Pas de crise de la cinquantaine pour James Bond

05/10/2012 01:56 EDT | Actualisé 04/12/2012 05:12 EST

L'agent secret le plus célèbre du cinéma fête ses 50 ans sans avoir pris une ride. Celui qui se présente en disant « Bond, James Bond », qui adore les belles femmes, les gadgets technologiques et les martinis « secoués, pas remués » est apparu pour la première fois dans les salles obscures le 5 octobre 1962 dans James Bond 007 contre Dr No.

Né sous la plume de l'ancien agent secret Ian Fleming, le personnage a été lancé au grand écran par les producteurs Harry Saltzman et Albert Broccoli avec un budget de 1 million de dollars. Pour l'incarner, Sean Connery, acteur écossais relativement inconnu, a été choisi contre l'avis du studio United Artists, qui aurait préféré une star établie comme Cary Grant.

Vingt-deux films plus tard et alors que le nouveau volet de la série, Skyfall, sort cet automne, force est de constater que la formule a pris. Selon Roger Moore, qui a joué 007 à sept reprises, les longs-métrages de James Bond sont un peu comme les histoires que l'on raconte aux enfants avant d'aller au lit : tant que l'on ne s'éloigne pas trop de l'original, les petits sont contents. Chaque fois, le public a ce qu'il attend : de belles filles, de l'action, des gadgets technologiques.

James Bond 007 contre Dr No correspondait aux changements qui se tramaient en Grande-Bretagne à une époque où l'austérité de l'après-guerre était sur le point de se terminer pour laisser place à une ère de prospérité.

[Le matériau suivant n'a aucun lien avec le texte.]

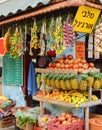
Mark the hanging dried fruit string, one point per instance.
(51, 32)
(42, 38)
(16, 44)
(69, 34)
(6, 41)
(34, 38)
(59, 35)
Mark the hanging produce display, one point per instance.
(16, 44)
(98, 37)
(51, 34)
(69, 34)
(59, 35)
(6, 41)
(42, 39)
(34, 38)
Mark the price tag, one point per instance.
(85, 19)
(80, 49)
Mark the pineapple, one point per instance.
(62, 83)
(57, 81)
(83, 82)
(90, 79)
(52, 81)
(101, 80)
(38, 79)
(96, 85)
(47, 77)
(67, 82)
(74, 82)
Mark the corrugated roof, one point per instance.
(12, 6)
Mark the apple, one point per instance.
(58, 65)
(61, 61)
(63, 56)
(80, 70)
(70, 57)
(80, 65)
(91, 64)
(63, 114)
(66, 65)
(85, 66)
(66, 61)
(75, 66)
(62, 118)
(69, 115)
(83, 61)
(62, 66)
(64, 122)
(50, 64)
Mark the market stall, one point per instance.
(53, 56)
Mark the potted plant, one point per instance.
(26, 123)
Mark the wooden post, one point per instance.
(41, 108)
(87, 118)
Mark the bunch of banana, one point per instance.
(57, 81)
(6, 41)
(62, 82)
(101, 80)
(90, 79)
(83, 82)
(38, 79)
(68, 82)
(96, 84)
(52, 80)
(74, 82)
(47, 78)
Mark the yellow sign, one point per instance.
(85, 19)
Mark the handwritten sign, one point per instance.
(80, 49)
(85, 19)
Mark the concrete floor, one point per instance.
(8, 128)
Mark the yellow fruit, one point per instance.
(94, 97)
(83, 85)
(57, 83)
(90, 81)
(96, 85)
(100, 82)
(74, 83)
(63, 85)
(68, 84)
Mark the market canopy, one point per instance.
(12, 6)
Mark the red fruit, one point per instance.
(70, 57)
(83, 61)
(69, 115)
(66, 61)
(64, 122)
(85, 66)
(53, 64)
(91, 64)
(63, 56)
(58, 65)
(80, 65)
(62, 66)
(61, 61)
(50, 64)
(63, 114)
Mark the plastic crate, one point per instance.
(73, 126)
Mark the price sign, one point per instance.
(85, 19)
(80, 49)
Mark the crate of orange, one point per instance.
(66, 122)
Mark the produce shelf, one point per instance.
(86, 104)
(46, 70)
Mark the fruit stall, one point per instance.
(65, 52)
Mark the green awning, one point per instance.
(12, 6)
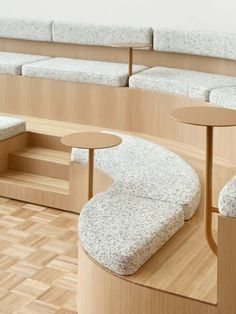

Le monde de bolides, de casinos et de caviar de l'agent en costume de Savile Row proposait un tourbillon de glamour inédit.

Graham Rye, rédacteur en chef de 007 Magazine, estime que le film ne ressemblait à rien de ce qui s'était fait auparavant. Il explique que beaucoup de films britanniques de cette période étaient des drames naturalistes, austères, en noir et blanc, et que, quand Dr No a explosé sur l'écran, il a pris tout le monde aux tripes.

Depuis, James Bond a résisté à ses ennemis et à leurs hommes de main effrayants, trompant la mort à de nombreuses reprises. Surtout, il a survécu aux multiples changements d'acteur principal, aux poursuites judiciaires, aux difficultés financières, à la fin de la guerre froide et à l'avènement du terrorisme islamiste.